Qu’il s’agisse de racisme, d’homophobie ou de misogynie, la culture du hockey est à l’honneur cette saison. Aussi dommageables que soient les accidents, les déclarations des équipes pour défendre les joueurs et le personnel, ou pour tenter d’atténuer l’impact organisationnel sans tenir compte des victimes ou de la communauté, bouleversent ceux qui se battent pour le changement.

« C’est une balle perdue du sport et de ces ligues qui ne le font pas », a déclaré McGillis à propos du besoin d’éducation et d’humanisation des problèmes au-delà des déclarations réactionnaires. « [Niagara] il aurait dû le posséder, mais franchement, je ne sais pas ce qu’ils peuvent dire. Si vous êtes prêt à vous exprimer d’une manière aussi désobligeante, si misogyne et homophobe dans ces discussions de groupe privées… alors comment parlez-vous quand vous êtes vraiment en colère ?

Selon plusieurs sources qui ont obtenu des captures d’écran du chat WhatsApp d’IceDogs, ce qui a été publié n’est que la « pointe de l’iceberg » concernant l’organisation et peut être considéré comme révélateur de la culture du hockey dans son ensemble, et non comme un seul accident. .

Selon le Dr Ouellette, les tentatives de ces équipes de dépeindre les incidents comme isolés sont fausses.

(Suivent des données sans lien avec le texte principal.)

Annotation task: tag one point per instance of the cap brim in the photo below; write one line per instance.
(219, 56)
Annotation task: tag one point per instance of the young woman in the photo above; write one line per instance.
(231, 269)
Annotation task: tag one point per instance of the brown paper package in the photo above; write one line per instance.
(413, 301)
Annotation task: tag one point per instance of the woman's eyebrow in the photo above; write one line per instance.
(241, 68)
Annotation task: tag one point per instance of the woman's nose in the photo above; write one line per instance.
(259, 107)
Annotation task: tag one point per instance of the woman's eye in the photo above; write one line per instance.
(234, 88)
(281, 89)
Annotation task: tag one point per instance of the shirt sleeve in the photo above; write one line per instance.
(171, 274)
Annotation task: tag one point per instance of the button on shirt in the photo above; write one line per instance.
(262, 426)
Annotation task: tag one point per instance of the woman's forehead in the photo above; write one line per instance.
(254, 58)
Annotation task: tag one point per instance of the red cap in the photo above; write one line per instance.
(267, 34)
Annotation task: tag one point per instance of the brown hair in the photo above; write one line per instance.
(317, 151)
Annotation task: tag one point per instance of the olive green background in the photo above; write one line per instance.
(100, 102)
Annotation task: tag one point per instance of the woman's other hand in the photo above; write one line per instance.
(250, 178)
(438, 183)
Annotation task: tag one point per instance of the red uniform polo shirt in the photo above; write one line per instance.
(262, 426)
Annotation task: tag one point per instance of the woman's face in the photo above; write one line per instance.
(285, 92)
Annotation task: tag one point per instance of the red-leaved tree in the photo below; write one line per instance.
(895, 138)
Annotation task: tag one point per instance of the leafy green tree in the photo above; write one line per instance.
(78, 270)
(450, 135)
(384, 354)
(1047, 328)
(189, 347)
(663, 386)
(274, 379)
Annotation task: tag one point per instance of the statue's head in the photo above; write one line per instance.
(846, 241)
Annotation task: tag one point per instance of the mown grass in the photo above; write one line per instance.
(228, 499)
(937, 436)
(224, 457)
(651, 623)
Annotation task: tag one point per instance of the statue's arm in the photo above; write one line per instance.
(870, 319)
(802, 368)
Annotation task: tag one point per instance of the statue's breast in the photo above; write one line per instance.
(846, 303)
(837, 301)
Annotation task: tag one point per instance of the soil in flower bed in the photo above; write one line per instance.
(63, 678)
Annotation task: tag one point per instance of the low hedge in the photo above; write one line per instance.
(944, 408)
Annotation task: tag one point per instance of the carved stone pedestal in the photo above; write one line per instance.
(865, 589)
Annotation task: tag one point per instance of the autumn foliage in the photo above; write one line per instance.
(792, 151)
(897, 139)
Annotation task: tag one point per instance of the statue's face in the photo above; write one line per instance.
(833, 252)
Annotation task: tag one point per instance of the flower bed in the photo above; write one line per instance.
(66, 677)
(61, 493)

« Ce n’est pas unique », a écrit Ouellette dans un courriel. « Mon souci est que l’OHL identifie et pathologise cet événement comme une singularité, une exception plutôt que de considérer sa dimension institutionnalisée. Mais c’est exactement ce que font les championnats sportifs ».

Comme indiqué dans un récent examen indépendant de la Ligue de hockey de l’Ontario, un «  » code du silence « , un manque de confiance, de peur, de loyauté et de croyance en des conséquences insuffisantes » existe au sein de la ligue, permettant à ces problèmes de se perpétuer. Il est clair que les problèmes de la OHL et du hockey existent au-delà des événements rapportés. Cependant, la profondeur ne sera perçue que lorsque davantage de joueurs et de personnel avanceront.